Please, Vote Me Off This ‘Island’

Scorsese works below his gift at a genre film that punks its audience

Last Updated: February 19, 2010 @ 11:11 AM

The biggest surprise to “Shutter Island” is that Ashton Kutcher’s name appears nowhere on the credits as a producer. If ever there was a movie that punk’d its audience, this is it.

And punk’d is exactly how viewers will react. Near the end, director Martin Scorsese yanks the rug out from under you. Absolutely nothing that came before it in this suspense thriller was what it seemed.

Now, there’s good punking and there’s bad punking. The distinction resides in the cleverness of the execution and one’s satisfaction with the rightness of the big, final reveal.

When done right, audiences will actually want to watch the movie again to make see how all the pieces fit. 

That was certainly the case with “The Sixth Sense.” Ditto “The Fight Club.” And remember the 1987 thriller “No Way Out,” in which you’re so won over by the devastatingly sexy charm of a young Kevin Costner that the ending — in which Costner is revealed as the movie’s actual villain – leaves you gasping at how brilliantly you’ve been manipulated?

On the other hand, think of how “Sixth Sense” director M. Night Shyamalan failed so thuddingly when he laid on his switcheroo at the end of “The Village.” It was like Bobby’s waking up from the it-was-all-a-dream season on TV’s “Dallas.” No style at all.
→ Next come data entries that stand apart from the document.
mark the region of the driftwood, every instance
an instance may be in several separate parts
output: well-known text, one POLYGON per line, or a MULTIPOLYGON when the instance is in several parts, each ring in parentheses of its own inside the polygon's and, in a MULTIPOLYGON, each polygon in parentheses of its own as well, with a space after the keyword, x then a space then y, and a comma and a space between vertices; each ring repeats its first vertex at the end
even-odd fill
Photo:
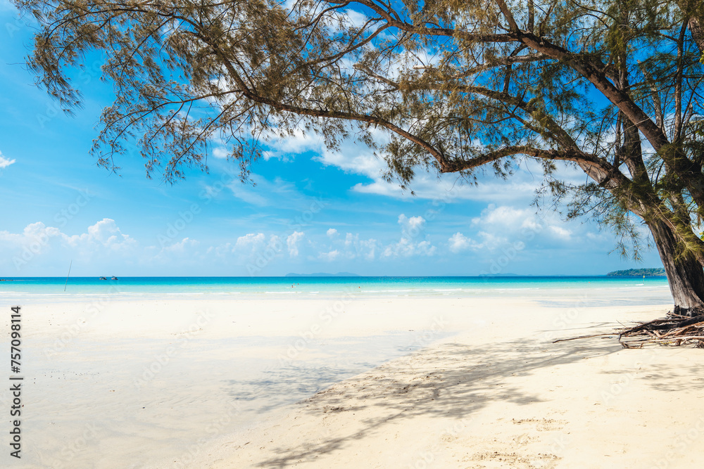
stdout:
POLYGON ((624 348, 640 348, 646 344, 693 345, 704 349, 704 315, 690 317, 668 313, 665 318, 617 330, 624 348))
POLYGON ((670 312, 664 318, 637 323, 631 327, 616 329, 612 333, 558 339, 553 343, 617 335, 619 342, 627 349, 641 348, 648 344, 673 347, 691 345, 704 349, 704 314, 691 317, 670 312))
“Island,” based on a novel by Dennis Lehane (“Mystic River,”“Gone Baby Gone”), begins promisingly enough. Scorsese’s current fave leading man, Leonardo DiCaprio, portrays a U.S. Marshal who in 1954 ferries over from Boston to nearby Shutter Island, the site of a federal penitentiary housing the criminally insane. He’s there to investigate the mysterious disappearance of a female prisoner who was locked up after murdering her three children.

Paranoia runs deep — and not just among the mental patients. Our lawman hero soon begins having flashbacks to the horrors he saw as a soldier during WWII, when he helped to liberate a concentration camp. He’s also haunted by visions of his dead wife (Michelle Williams), who perished in a fire.

And that’s just the stuff going on in his mind. Throw in a hurricane, crashing waves, rats pouring forth from a cliffside cave and doctors with suspiciously Germanic accents and you have one heck of a lot of diversionary paths upon which to travel before arriving at the movie’s final gotcha ending.

Some “Island” viewers inevitably will love that, in the end, nothing is as it seemed. As with “Sixth Sense,” these fans will sift through the film scene by scene, figuring out where and how clues to the actual resolution were dropped. And as with “Sixth Sense,” they’ll go back a second time just to see how carefully the groundwork was laid for the final revelation.

I am not among them. “Island” is a tarted-up genre picture, with Scorsese working below his gift — though his prodigious talent is certainly evident in the stylishness of the shots and the creepiness of the atmosphere.

But the trick ending isn’t clever enough to justify the increasingly tedious hokum that precedes it. When we’re finally through with all the bait and get to the switch — which, in itself, takes way too long to play out — it feels like a cheap cheat.

“Island” may be opening in February, but it’s an April Fool’s Day bamboozle gone wrong.